On October 11, 2008, Al-Qaeda members linked ASG Asma Awang, Makambian Sakilan, and Tagayan Sakilan, all from Talipao, Sulu, including Marcial Totoh Jabarot, alias Abu Cesar, were arrested by the Sixth Marine Battalion Landing Team in Jolo. Also, suspect Adjili Sakilan was killed and 4 fled. Meanwhile, the Sulu Philippine National Police and Task Force Comet announced probe of Asma Awang and relatives Makambian Sakilan and Tagayan Sakilan in Drilon's abduction. Further, Lt. Colonel Ernesto Torres Jr said Devaro was an Abu Sayyaf member from 2000 under Kumander Tahil Salih.

====Documentary====
A documentary on Drilon's kidnapping was made and aired by ABS-CBN on July 13, 2011. However, the Department of Justice per government prosecutors warned ABS-CBN against airing any video footage, alleging that it would affect the pending investigation's outcome.

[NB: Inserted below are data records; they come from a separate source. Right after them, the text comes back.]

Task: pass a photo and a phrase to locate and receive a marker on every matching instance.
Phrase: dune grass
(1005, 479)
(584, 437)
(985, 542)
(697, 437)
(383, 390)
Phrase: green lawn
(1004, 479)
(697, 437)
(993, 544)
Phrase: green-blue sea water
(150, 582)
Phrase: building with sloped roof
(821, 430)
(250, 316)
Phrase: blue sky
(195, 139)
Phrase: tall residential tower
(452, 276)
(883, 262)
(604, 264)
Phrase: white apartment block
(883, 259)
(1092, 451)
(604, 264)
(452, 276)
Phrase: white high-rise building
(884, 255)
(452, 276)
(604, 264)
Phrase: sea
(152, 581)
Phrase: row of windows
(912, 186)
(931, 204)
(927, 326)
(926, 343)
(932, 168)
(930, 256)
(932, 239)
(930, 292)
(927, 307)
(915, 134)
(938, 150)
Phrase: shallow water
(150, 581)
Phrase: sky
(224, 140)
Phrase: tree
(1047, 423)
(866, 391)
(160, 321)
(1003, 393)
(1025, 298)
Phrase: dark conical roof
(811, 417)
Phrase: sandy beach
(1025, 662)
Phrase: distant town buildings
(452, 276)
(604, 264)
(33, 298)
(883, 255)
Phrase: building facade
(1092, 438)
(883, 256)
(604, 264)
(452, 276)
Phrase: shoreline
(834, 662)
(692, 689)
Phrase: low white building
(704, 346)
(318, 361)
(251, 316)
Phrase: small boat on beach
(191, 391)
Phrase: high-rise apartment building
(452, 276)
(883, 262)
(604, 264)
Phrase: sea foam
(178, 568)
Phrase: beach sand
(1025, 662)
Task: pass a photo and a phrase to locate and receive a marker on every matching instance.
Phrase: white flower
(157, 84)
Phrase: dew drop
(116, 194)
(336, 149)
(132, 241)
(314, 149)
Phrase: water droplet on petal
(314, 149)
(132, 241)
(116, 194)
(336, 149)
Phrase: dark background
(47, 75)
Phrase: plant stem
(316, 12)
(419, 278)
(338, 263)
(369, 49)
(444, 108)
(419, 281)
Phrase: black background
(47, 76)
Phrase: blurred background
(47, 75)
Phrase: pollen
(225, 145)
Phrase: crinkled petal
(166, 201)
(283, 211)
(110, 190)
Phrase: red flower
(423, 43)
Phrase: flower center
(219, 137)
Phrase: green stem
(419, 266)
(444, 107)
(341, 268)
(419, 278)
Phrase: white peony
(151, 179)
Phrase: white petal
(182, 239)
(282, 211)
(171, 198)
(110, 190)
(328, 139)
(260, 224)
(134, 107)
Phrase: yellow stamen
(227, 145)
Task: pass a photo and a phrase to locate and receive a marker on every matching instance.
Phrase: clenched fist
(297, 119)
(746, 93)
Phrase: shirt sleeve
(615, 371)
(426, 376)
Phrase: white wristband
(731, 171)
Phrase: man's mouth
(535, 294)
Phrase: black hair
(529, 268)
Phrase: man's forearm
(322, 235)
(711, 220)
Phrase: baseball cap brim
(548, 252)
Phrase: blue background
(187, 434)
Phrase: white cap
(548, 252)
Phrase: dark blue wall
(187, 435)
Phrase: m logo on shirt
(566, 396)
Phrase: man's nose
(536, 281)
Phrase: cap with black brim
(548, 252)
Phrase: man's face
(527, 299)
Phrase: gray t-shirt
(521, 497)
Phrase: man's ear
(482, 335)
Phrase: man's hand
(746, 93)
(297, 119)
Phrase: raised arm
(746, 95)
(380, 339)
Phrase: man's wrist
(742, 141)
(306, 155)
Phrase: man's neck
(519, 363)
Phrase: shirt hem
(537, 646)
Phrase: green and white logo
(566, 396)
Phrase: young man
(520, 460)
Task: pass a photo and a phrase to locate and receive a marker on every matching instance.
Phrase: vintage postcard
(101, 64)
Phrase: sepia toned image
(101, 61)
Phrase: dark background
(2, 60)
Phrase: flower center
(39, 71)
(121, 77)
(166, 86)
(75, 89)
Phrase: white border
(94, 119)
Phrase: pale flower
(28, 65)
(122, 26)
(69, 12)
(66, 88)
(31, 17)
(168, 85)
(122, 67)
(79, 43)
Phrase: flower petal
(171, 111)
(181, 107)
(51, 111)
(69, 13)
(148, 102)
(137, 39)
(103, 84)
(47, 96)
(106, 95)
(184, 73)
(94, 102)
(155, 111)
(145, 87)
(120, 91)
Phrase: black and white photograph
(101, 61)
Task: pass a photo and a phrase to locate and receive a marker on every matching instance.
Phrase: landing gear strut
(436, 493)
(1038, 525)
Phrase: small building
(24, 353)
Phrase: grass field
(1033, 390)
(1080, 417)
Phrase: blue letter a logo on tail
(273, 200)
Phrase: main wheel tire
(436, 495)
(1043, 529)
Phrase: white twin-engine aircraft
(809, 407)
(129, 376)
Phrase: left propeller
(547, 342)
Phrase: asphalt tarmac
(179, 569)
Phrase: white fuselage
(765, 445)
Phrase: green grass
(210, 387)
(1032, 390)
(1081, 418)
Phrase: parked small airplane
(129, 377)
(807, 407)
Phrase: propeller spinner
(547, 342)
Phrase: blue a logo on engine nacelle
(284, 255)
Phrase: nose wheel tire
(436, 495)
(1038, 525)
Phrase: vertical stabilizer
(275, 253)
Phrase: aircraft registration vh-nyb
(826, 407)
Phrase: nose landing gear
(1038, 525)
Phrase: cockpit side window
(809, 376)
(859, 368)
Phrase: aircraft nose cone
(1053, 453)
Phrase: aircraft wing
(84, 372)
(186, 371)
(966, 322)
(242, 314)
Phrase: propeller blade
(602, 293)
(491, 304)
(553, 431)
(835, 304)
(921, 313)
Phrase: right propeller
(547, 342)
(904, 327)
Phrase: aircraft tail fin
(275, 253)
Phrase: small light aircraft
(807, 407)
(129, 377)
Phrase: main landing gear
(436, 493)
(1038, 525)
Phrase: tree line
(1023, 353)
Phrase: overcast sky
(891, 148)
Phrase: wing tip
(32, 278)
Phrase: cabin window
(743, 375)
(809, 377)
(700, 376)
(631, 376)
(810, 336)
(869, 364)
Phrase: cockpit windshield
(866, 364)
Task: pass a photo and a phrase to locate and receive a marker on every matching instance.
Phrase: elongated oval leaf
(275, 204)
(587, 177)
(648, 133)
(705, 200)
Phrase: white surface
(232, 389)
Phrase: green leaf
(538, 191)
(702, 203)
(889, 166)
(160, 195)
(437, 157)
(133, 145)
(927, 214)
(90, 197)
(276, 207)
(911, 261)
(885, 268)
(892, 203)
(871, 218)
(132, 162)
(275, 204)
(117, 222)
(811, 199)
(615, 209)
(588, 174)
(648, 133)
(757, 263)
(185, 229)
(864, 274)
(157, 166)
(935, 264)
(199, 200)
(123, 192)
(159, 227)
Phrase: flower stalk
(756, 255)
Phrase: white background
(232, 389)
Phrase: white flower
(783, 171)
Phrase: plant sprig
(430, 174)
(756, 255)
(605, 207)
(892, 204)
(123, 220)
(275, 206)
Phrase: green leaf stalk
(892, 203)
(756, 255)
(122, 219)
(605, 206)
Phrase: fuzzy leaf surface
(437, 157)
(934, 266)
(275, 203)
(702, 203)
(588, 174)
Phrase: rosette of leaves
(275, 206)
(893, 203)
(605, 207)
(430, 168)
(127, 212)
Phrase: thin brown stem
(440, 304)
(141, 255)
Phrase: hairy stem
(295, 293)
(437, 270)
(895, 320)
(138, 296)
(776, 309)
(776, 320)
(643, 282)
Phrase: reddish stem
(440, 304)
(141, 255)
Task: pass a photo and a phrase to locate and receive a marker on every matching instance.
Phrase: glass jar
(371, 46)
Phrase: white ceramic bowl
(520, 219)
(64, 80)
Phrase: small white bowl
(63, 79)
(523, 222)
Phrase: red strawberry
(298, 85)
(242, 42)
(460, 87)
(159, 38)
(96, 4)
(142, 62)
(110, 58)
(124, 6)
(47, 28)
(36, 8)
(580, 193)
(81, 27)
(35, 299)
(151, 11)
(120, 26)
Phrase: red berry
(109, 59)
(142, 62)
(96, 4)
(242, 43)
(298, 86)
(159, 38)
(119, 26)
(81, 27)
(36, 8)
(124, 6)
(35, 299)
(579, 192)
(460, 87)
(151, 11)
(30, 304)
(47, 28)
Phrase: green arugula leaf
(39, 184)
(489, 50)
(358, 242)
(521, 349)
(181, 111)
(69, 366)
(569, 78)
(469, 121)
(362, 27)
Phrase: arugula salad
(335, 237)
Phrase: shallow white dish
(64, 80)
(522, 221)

====Penalty of suspension====
ABS-CBN, on July 5, 2008, punished Drilon with three months suspension as news anchor of Bandila and as Senior Correspondent, for disobeying orders not to go to Indanan, Sulu (violation of Standards & Ethics Manual). Earlier, Ces apologized "for unwittingly endangering lives." Maria Ressa noted the “grave consequences of her error in judgment.” On October 6, 2008, Oreña-Drilon returned as co-anchor of Bandila after the suspension's lapse. She announced the airing of a segment on the physical and psychological effects of the Mindanao conflict on Armed Forces of the Philippines's soldiers.

==Personal life==
Drilon is married to painter Rock Drilon, a nephew of Senator Franklin Drilon. They have four children. She graduated from the University of the Philippines Diliman with a Bachelor of Arts degree in communication research.